Mckinley Brown, Petitioner-appellant, v. Herman C. Davis, Warden, Respondent-appellee, 752 F.2d 1142 (6th Cir. 1985)Annotate this Case
McKinley Brown, pro se.
William Farmer, Federal Public Defender, Donald E. Dawson, Asst. Federal Public Defender (argued), Nashville, Tenn., for petitioner-appellant.
W.J. Michael Cody, Jr., Atty. Gen. of Tenn., Wayne E. Uhl, Andrew Hoyal (argued), Asst. Attys. Gen., Nashville, Tenn., for respondent-appellee.
Before MERRITT and KRUPANSKY, Circuit Judges, and ROSENN, Senior Circuit Judge.*
ROSENN, Senior Circuit Judge.
In this habeas corpus proceeding, the appellant challenges his conviction in the criminal court of Sullivan County, Tennessee, for aggravated rape. The sole issue raised on appeal is whether the prosecution presented evidence at trial constitutionally sufficient to permit a jury to find that the accused is guilty beyond a reasonable doubt.

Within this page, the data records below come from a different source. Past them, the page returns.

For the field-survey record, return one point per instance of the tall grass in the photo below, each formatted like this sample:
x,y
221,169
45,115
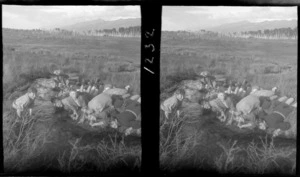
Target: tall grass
x,y
181,150
100,157
21,142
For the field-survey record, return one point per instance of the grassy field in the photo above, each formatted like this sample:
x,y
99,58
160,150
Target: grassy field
x,y
267,63
49,141
197,141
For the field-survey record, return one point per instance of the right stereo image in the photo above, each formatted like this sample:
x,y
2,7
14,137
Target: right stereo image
x,y
228,89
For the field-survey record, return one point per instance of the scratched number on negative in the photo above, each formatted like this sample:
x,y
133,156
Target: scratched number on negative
x,y
150,45
150,61
150,34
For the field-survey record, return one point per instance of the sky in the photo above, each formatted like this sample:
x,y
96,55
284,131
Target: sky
x,y
33,17
201,17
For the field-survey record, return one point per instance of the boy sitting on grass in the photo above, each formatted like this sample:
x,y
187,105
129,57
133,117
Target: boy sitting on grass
x,y
25,102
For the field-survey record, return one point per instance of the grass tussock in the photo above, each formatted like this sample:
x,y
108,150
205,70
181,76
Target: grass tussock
x,y
100,157
186,149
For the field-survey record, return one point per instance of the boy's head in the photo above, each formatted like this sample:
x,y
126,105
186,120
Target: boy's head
x,y
179,94
56,102
32,92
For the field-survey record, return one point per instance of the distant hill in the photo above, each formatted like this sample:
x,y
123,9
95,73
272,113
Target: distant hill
x,y
252,26
100,24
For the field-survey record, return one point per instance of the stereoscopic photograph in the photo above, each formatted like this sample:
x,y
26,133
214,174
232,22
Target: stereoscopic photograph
x,y
228,85
71,89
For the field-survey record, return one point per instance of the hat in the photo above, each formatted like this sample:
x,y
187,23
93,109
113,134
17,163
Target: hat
x,y
32,89
255,88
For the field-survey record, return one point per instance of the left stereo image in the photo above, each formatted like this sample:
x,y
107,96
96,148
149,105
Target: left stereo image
x,y
71,89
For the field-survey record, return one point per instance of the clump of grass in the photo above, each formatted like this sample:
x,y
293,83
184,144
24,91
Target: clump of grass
x,y
104,157
21,143
260,158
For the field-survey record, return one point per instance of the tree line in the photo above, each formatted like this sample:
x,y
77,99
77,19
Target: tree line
x,y
132,31
277,33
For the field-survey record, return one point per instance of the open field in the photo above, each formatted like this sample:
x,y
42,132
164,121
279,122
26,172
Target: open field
x,y
197,140
49,141
267,63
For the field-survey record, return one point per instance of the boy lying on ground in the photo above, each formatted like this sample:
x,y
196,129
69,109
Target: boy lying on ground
x,y
25,102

At the core of the issue is a troubling problem generated by discrepancies in the eyewitness identification of the attacker. After an unsuccessful appeal to the Tennessee Court of Criminal Appeals, and the denial of permission to appeal to the Tennessee Supreme Court, the petitioner, McKinley Brown, filed a pro se petition in the United States District Court for the Eastern District of Tennessee for a writ of habeas corpus. Acting on the report and recommendation of United States Magistrate Robert P. Murrian, the court denied the petition without an evidentiary hearing. Represented by counsel, Brown appealed. We affirm the judgment of the district court.
While lying on a couch in the lighted living room of her home watching a television movie at approximately 1:30 A.M. on February 16, 1981, the victim in this case, a 67 year old white woman, suddenly felt a draft. She turned in the direction of the window from which the draft emanated and saw a man standing in the doorway just behind the couch. Frightened, she ran outside to seek help from her next door neighbor. The intruder, however, followed her outdoors, caught up with her, knocked her to the ground, and, telling her that "she would like it," inserted his finger in her vagina. She managed to extricate herself from his grasp and fight back, but her assailant lifted her from the ground, threw her down near a tree, and then fell on top of her. Overcome, the victim lost consciousness.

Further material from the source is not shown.